Small hands but there was strength in them—and sinew.

“So this is my home, and I’m beginning to appreciate it more and more,” she began. “What it could be if someone decided to stay here and love it the way it should be loved. I have you to thank for that, or maybe your mother and Mab’s mother too. She’s been staying here and doing things. Fixing things up the way I’ve never thought to, but that’s not what I wanted to talk about, not really. It’s only part of it. I’m not rejoining the tour. I’m done with it.”

“Why?”

“Long time coming?” she replied with a lilt to her voice that made it a question. “But that’s not where I wanted to start. Can we start again?”

He looked at the rose and the freshly dug earth and swallowed. “Sure.”

“I love you. You should know that straight up. I fell in love with you that first morning at breakfast when I bolted my food and you pushed yours aside, half finished, and asked if I was ready to go shopping.”

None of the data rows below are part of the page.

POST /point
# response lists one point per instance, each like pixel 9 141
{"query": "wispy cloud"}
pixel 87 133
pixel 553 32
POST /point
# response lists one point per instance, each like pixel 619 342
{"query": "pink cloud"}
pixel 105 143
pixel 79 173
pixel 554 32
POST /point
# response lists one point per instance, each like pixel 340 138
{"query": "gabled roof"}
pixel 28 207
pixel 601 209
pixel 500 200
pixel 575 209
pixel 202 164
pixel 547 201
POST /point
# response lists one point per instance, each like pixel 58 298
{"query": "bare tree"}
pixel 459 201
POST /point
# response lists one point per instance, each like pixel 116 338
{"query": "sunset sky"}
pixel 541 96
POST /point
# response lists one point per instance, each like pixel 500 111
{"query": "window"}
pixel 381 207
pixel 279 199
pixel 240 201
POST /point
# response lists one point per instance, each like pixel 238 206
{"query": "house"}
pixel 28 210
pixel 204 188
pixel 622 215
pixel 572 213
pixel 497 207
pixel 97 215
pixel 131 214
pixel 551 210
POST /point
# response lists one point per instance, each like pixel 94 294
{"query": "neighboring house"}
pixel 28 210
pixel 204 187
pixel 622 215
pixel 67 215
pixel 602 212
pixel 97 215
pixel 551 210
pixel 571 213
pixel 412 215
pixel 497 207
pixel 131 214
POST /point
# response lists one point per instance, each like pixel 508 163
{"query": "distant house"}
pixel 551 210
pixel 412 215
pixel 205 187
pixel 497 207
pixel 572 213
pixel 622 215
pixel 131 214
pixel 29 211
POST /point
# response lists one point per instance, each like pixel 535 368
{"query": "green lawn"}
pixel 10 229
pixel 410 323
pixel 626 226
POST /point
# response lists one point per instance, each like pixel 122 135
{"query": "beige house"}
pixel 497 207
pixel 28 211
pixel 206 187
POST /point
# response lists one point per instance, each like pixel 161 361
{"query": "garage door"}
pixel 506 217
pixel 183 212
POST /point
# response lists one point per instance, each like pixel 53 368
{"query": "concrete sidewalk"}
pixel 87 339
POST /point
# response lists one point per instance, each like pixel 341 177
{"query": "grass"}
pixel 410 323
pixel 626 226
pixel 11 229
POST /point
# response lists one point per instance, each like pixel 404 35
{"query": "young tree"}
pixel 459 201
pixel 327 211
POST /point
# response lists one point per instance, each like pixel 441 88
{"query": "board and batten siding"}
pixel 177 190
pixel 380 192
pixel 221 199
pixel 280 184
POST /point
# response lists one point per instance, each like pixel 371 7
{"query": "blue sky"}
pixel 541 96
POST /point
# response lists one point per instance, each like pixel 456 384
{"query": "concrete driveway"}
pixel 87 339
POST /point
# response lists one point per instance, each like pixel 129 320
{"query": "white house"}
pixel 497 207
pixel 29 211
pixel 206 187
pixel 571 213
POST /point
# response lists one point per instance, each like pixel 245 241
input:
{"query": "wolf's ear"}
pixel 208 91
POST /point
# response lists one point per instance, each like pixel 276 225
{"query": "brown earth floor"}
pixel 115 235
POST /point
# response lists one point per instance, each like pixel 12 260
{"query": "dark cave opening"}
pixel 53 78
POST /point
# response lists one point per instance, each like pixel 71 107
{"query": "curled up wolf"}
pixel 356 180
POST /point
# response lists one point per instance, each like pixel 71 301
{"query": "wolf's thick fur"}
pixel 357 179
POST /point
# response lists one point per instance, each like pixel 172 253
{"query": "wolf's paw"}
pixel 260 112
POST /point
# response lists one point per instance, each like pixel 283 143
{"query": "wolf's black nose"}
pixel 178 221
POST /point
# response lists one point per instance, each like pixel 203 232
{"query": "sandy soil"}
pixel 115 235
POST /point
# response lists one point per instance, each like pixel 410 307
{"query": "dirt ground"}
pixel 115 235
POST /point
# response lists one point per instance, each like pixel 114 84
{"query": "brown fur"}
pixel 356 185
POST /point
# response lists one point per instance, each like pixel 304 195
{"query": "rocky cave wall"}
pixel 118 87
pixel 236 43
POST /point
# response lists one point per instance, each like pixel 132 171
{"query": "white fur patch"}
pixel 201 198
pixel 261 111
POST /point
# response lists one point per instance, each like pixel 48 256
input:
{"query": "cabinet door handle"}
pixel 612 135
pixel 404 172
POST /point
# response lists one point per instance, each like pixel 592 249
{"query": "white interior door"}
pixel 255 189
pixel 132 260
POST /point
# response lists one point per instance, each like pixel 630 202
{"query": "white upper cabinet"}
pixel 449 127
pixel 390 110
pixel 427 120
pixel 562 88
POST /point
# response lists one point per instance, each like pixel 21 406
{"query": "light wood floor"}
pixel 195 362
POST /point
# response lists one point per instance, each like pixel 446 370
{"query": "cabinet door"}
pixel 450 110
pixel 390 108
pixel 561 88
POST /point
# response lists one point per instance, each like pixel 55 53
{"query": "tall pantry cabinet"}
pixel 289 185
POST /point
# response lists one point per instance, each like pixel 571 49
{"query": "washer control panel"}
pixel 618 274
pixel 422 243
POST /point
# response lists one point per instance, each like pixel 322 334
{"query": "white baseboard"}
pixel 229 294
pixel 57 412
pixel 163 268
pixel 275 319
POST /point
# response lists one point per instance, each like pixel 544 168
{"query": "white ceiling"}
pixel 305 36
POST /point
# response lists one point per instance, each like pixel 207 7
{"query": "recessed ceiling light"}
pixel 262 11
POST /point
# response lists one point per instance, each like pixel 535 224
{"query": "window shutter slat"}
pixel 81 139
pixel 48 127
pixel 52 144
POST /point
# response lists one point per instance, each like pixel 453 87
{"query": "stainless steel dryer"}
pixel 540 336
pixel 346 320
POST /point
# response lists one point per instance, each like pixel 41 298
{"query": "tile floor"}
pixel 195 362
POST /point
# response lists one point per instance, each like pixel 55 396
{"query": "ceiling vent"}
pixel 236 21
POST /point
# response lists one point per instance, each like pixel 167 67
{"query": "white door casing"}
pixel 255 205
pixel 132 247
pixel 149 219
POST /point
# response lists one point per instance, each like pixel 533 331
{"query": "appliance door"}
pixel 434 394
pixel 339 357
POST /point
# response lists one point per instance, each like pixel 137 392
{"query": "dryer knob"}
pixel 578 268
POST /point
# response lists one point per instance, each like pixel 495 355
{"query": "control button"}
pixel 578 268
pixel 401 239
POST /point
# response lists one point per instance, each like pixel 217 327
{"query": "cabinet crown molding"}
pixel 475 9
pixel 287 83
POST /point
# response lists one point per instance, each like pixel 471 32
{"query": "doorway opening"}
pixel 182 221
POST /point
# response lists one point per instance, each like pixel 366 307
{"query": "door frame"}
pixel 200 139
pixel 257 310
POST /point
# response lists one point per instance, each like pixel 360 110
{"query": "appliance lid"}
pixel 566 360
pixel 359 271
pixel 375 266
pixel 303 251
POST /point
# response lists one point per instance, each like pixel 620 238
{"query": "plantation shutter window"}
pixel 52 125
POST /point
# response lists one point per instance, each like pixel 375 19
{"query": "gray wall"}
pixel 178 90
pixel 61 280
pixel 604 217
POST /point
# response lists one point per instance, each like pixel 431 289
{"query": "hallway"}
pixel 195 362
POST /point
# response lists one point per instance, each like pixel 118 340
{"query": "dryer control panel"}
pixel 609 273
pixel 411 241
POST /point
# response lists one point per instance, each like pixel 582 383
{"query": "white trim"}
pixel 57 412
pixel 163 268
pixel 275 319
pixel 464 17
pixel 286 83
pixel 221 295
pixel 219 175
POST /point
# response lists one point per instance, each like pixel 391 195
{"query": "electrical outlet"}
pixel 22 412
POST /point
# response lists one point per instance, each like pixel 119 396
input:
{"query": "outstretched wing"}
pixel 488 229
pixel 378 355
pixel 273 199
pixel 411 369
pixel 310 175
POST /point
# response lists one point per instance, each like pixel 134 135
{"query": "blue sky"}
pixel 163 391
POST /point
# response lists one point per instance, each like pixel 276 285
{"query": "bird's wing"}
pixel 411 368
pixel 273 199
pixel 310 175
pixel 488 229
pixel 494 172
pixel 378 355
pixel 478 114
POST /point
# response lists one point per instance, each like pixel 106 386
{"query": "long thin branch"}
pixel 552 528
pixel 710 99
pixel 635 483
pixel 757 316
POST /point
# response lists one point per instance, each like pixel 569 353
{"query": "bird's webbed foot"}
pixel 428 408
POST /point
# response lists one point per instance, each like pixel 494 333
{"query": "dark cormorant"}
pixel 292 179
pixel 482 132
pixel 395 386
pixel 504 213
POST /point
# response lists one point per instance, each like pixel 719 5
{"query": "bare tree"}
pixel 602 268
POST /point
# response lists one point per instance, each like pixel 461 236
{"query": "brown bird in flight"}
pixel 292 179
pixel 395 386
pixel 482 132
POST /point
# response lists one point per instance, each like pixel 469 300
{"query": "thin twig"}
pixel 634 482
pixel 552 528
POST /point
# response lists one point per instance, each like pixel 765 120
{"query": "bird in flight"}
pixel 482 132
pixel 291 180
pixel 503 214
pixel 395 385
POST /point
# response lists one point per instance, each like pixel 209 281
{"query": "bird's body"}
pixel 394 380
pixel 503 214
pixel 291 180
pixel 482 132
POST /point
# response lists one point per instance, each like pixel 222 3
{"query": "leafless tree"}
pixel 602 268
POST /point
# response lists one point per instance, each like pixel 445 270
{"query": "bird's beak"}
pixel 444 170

“I fell in love with you when you scolded a bad-tempered bull as if it were a piddly puppy and then proceeded to feed him slices of pumpkin from your pocket. Wasn’t a puppy, Ro.” Casey smiled at the memory. “I fell in love with you even more when some supermodel type criticized your working-woman hands and you shoved them in your pocket and walked away. I wanted to follow.” He took a deep breath and turned to look at her profile. “I had a quiet yet raging epiphany when you fainted on me. I’d follow you anywhere.”

“I’m pregnant.”

He closed his eyes, awash with relief. No loss buried beneath that bare little rose. “Good.”

She sagged against him, her bony shoulder digging into his arm, and it was familiar enough to be comforting but if he reached for her now he wouldn’t get to say what he needed to say and they had to talk.

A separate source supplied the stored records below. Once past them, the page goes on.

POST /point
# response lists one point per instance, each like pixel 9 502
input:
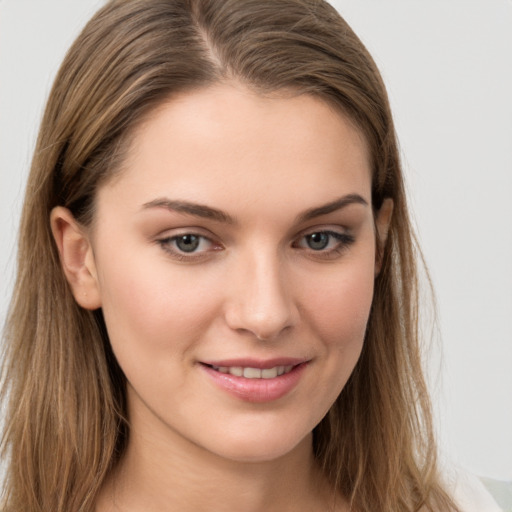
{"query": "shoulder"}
pixel 470 493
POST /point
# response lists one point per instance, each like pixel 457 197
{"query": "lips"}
pixel 256 381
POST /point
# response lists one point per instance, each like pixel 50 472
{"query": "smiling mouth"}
pixel 253 373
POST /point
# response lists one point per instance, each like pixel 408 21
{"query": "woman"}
pixel 216 298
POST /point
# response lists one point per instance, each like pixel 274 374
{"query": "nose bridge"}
pixel 261 301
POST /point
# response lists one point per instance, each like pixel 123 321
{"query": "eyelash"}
pixel 343 242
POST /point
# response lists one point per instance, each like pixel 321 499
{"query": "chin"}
pixel 263 448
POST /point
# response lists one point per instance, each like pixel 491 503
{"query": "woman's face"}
pixel 234 259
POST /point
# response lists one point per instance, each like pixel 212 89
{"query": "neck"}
pixel 178 475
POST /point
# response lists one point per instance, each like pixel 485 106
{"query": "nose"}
pixel 260 300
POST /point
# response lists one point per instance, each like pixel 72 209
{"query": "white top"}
pixel 470 493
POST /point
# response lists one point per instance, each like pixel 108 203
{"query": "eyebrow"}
pixel 198 210
pixel 207 212
pixel 333 206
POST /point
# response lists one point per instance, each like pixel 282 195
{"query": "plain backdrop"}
pixel 448 68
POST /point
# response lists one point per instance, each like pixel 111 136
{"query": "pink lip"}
pixel 256 390
pixel 257 363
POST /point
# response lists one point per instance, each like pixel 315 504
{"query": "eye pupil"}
pixel 318 241
pixel 187 243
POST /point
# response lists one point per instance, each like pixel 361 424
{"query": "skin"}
pixel 254 287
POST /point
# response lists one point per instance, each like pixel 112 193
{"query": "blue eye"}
pixel 318 241
pixel 325 241
pixel 187 243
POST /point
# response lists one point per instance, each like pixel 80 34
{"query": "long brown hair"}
pixel 66 423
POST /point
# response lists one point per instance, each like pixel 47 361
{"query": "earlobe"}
pixel 382 223
pixel 76 257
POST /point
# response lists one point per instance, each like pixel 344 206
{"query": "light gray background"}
pixel 448 67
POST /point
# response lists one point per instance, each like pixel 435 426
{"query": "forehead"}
pixel 226 143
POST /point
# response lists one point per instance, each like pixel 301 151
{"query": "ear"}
pixel 76 257
pixel 382 223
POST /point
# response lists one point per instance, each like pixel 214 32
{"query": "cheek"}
pixel 340 306
pixel 154 308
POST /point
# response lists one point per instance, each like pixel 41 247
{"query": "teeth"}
pixel 254 373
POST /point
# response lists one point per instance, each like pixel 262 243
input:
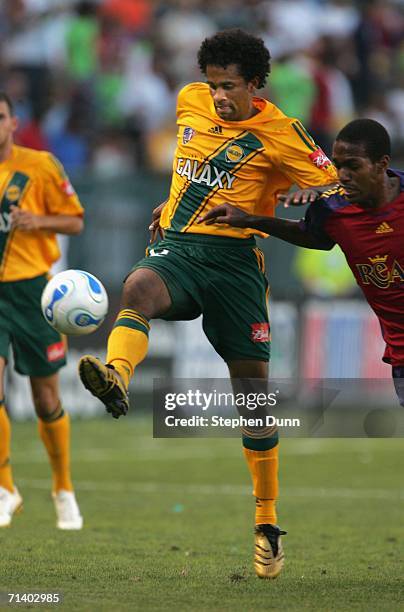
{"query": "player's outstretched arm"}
pixel 300 197
pixel 27 221
pixel 285 229
pixel 155 227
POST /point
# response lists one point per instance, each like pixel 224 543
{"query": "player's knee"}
pixel 45 401
pixel 145 292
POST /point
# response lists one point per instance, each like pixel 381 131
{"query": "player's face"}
pixel 232 95
pixel 359 176
pixel 8 125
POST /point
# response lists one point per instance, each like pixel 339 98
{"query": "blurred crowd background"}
pixel 95 81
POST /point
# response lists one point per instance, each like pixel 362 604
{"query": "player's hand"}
pixel 226 213
pixel 298 198
pixel 24 220
pixel 154 227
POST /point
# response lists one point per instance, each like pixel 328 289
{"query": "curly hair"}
pixel 235 46
pixel 369 133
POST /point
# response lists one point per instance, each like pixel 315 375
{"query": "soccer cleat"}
pixel 10 503
pixel 268 557
pixel 104 382
pixel 67 510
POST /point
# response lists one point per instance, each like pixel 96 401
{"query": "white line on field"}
pixel 213 489
pixel 150 450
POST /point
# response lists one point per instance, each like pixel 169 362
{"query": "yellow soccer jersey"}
pixel 245 163
pixel 34 181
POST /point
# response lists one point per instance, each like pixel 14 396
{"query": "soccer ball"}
pixel 74 302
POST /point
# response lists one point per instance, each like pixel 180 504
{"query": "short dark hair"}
pixel 4 97
pixel 235 46
pixel 369 133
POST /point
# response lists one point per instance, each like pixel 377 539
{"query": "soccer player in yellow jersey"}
pixel 232 147
pixel 36 202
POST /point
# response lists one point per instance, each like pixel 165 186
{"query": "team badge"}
pixel 13 193
pixel 260 332
pixel 188 134
pixel 320 159
pixel 68 188
pixel 234 153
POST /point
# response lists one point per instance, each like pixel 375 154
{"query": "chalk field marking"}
pixel 211 489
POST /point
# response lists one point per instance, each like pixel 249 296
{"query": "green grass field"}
pixel 168 524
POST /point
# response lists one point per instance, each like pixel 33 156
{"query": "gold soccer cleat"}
pixel 104 382
pixel 268 557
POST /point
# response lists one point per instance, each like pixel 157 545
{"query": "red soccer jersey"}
pixel 373 244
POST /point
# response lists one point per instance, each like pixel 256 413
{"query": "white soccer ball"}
pixel 74 302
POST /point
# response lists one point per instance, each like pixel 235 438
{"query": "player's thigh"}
pixel 248 368
pixel 5 340
pixel 145 291
pixel 163 285
pixel 235 311
pixel 39 350
pixel 398 379
pixel 45 393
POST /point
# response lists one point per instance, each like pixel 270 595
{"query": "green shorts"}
pixel 224 280
pixel 38 349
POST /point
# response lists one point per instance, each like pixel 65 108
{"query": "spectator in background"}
pixel 124 61
pixel 82 43
pixel 333 103
pixel 292 88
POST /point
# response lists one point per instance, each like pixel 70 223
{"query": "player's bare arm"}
pixel 154 227
pixel 27 221
pixel 285 229
pixel 303 196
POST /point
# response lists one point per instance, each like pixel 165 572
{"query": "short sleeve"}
pixel 314 223
pixel 60 196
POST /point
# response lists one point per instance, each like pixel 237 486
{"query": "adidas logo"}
pixel 384 228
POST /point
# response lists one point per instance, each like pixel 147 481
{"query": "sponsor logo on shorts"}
pixel 55 352
pixel 234 153
pixel 216 129
pixel 320 159
pixel 13 193
pixel 154 253
pixel 260 332
pixel 188 134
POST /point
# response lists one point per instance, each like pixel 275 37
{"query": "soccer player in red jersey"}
pixel 364 214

“You told Huck you didn’t want kids.”

“That was fear talking. Cowardice. I can’t imagine feeling more vulnerable about children than I feel about you. It’s too big already. I couldn’t even imagine it. That depth of love.”

“I’m drowning too,” she murmured. “Want to go down together?”

“Yes.”

“I’ll come with you if you want me,” she said next. “To Davis, California, while you finish your studies. To Washington State. I want us to be together, but after that I want us to be here. I want to raise my family here, not on the road. I want to build my life here. With you. You could build your practice here. Arrange things so Harper Bucking Bulls doesn’t swallow you whole.”

“I can do that.”

“There’s more.”

How could there possibly be more?

“Mab and his mother are shifting here too. She’s a bookkeeper. She’s going to be keeping our accounts, going forward. We’re combining stock operations with Jock Morgan and taking on a third business partner.”

“Mab?”

“Mab’s mother, until he’s old enough. They’re good people. And Jock won’t be around to look after them. My father gets the son he’s always wanted and I get to pull back and concentrate on taking care of myself. Because there’s more.”

Dear Lord.

“It’s a high-risk pregnancy. I’m small and underweight and can barely keep anything down but it’s getting better. I’m resting a lot and taking good care.” Her hand crept into his and he squeezed and brought it to his lips and vowed not to fall apart in front of her.

“Okay.” Her hands weren’t soft like some. They were calloused, same as his. “But if it comes to a choice you should know I’ll always choose you. Write it on your heart, because it’s written on mine.”

“College boy with the fancy phrases,” she whispered.

He could say plain words too. “I love you.”

“I love you too.”

“Will you marry me?” He wasn’t on his knees but she wasn’t standing up either.

“When?”

“Soon.” As soon as possible. “Vegas.” End of the tour, beginning of a whole new world.

“What if you don’t win there?” He’d get there; they both knew that. “You’ll be cross.”

“No I won’t. I’ll be with you.” Now he could reach for her, pull her into his lap and hold her and never let her go. “I’ve already won.”

“Then yes,” she whispered against his lips. “I’ll marry you.”